Fig. 19 Maximizer on \([a, b] = [2, 8]\) is \(x^* = 4\)#

_images/d98a8c84e008bddd3bde3670f2416aa4f56b07eb046ac7cf5dbd20c8e9121bc2.png

Fig. 20 Minimizer on \([a, b] = [2, 8]\) is \(x^{**} = 8\)#

The set of maximizers/minimizers can be

  • empty

  • a singleton (contains one element)

  • finite (contains a number of elements)

  • infinite (contains infinitely many elements)

Example: infinite maximizers

\(f \colon [0, 1] \to \mathbb{R}\) defined by \(f(x) =1\)
has infinitely many maximizers and minimizers on \([0, 1]\)

Example: no maximizers

The following function has no maximizers on \([0, 2]\)

\[\begin{split} f(x) = \begin{cases} 1/(x-1) & \text{ if } x < 1 \\ -3x +6& \text{ otherwise} \end{cases} \end{split}\]
_images/f5ae797ef294ee0a23c231f5cf6163c6bce8c674ce9e100e584efe23b78f8328.png

Fig. 21 No maximizer on \([0, 2]\)#

Example: no maximizers

The following function has no maximizers on \([0, 2]\)

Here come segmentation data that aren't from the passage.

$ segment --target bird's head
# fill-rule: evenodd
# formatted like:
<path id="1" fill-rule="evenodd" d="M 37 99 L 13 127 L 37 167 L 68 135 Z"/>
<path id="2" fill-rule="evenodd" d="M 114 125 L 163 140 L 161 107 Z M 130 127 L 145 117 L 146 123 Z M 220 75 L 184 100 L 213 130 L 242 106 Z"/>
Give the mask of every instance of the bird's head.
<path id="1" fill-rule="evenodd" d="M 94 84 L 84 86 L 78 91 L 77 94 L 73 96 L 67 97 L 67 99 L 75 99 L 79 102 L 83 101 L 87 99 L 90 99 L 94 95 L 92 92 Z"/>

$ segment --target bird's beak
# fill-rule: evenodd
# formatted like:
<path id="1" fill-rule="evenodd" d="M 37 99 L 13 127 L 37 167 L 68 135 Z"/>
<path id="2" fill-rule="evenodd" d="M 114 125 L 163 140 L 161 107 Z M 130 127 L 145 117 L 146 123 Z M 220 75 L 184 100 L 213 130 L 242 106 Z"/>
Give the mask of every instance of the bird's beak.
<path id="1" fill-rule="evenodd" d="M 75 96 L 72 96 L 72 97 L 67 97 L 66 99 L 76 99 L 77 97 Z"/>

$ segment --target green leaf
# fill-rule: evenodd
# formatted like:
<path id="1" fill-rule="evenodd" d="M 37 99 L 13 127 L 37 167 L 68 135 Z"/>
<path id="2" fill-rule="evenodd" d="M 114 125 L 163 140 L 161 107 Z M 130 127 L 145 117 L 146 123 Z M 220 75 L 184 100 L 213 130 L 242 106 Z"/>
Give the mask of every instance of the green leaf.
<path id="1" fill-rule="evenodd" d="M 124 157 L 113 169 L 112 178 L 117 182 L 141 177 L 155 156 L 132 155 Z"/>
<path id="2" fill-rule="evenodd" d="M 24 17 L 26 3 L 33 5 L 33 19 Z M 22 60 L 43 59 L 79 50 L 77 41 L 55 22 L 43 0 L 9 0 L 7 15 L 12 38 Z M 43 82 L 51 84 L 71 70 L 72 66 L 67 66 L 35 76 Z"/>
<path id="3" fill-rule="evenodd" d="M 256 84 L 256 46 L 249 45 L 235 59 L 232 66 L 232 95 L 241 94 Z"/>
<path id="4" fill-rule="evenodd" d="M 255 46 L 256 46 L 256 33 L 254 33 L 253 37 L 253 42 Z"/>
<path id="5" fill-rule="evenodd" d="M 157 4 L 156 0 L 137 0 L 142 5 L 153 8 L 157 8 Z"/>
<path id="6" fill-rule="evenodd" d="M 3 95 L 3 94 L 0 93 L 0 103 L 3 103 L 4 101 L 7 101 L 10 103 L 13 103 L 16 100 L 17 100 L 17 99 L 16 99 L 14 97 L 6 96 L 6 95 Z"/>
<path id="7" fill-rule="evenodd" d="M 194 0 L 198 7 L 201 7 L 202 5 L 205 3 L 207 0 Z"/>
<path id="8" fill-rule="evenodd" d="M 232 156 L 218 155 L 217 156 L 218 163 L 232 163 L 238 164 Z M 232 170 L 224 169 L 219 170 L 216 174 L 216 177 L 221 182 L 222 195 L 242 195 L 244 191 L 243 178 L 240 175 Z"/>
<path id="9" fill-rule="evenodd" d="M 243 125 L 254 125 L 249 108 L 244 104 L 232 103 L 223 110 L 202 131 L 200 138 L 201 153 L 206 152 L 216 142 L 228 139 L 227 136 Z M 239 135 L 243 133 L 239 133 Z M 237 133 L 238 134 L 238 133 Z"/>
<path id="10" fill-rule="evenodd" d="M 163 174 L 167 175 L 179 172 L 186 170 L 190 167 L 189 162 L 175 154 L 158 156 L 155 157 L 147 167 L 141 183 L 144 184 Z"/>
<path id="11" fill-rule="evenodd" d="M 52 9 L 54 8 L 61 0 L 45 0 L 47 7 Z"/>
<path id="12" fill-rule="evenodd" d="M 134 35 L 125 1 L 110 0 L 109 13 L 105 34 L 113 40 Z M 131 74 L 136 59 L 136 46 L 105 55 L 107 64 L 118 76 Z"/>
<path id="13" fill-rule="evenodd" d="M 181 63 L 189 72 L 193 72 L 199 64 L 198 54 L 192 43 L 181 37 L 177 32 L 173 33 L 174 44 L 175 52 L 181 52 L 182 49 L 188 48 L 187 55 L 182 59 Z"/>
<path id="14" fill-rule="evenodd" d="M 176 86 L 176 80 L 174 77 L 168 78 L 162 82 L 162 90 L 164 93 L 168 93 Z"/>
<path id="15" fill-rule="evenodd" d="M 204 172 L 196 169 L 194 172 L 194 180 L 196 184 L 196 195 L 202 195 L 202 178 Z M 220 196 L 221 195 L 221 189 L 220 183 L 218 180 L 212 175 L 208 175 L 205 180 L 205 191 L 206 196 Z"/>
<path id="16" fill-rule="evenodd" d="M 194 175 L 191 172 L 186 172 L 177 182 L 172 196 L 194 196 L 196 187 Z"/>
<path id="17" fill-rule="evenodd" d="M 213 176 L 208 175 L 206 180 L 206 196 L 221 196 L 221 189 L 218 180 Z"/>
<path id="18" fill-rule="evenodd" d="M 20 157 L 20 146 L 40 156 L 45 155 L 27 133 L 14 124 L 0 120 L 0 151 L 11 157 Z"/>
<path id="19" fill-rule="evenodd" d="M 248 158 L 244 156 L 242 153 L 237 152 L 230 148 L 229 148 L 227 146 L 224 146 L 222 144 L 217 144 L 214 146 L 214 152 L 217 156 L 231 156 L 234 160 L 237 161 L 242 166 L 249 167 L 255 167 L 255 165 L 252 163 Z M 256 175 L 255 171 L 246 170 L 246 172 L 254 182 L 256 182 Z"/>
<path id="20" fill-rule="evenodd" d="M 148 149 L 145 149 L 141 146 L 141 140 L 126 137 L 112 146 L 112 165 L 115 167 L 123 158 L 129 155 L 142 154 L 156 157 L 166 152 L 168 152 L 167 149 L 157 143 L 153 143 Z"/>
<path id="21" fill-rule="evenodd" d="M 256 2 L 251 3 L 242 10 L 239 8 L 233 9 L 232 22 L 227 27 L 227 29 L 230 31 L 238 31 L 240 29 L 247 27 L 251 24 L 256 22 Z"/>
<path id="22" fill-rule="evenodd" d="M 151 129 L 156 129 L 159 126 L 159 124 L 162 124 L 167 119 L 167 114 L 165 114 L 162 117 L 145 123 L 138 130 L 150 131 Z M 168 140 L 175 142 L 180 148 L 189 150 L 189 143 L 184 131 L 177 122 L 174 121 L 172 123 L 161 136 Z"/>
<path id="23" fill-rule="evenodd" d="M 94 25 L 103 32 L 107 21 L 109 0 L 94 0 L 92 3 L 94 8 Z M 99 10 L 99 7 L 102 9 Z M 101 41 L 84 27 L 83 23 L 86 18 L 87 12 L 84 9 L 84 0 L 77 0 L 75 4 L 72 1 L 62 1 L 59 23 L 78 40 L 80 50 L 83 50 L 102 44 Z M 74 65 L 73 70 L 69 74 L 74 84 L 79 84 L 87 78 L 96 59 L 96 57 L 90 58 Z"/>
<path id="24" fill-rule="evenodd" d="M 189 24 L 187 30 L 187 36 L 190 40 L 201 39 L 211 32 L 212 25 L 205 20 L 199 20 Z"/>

\[\begin{split} f(x) = \begin{cases} x^2 & \text{ if } x < 1 \\ -x/4 +1/2& \text{ otherwise} \end{cases} \end{split}\]
_images/7387af011713a5e4ead3beadeab2970dcd1192a8752f758a5055efed932cd970.png

Fig. 22 No maximizer on \([0, 2]\)#

\(\mathbb{R}^1\) univariate case#

Let \(f \colon [a, b] \to \mathbb{R}\) be a differentiable (smooth) function

  • Domain now is \([a, b]\) is all \(x\) with \(a \leq x \leq b\) in \(\mathbb{R}\)

  • \(f\) takes \(x \in [a, b]\) and returns number \(f(x)\)

  • derivative \(f'(x)\) exists for all \(x\) with \(a < x < b\)

Definition

Point \(x \in \mathbb{R}\) is called interior to \([a, b]\) if \(a < x < b\)

The set of all interior points is written \((a, b)\)

We refer to \(x^* \in [a, b]\) as

  • interior maximizer if both a maximizer and interior

  • interior minimizer if both a minimizer and interior

Definition

A stationary point of \(f\) on \([a, b]\) is an interior point \(x\) with \(f'(x) = 0\)

Fact

If \(f\) is differentiable and \(x^*\) is either an interior minimizer or an interior maximizer of \(f\) on \([a, b]\), then \(x^*\) is stationary

\[ x^* \text{ is interior maximizer/minimizer } \implies x^* \text{ is stationary} \]

Converse is not true: not all stationary points are maximizers/minimizers!

_images/stationary.png

Fig. 23 Interior maximizers/minimizers are stationary points, but not all stationary points are maximizers!#

Fact

Previous fact \(\implies\)

\(\implies\) any interior maximizer is stationary
\(\implies\) set of interior maximizers \(\subset\) set of stationary points
\(\implies\) maximizers \(\subset\) stationary points \(\cup \{a,b\}\)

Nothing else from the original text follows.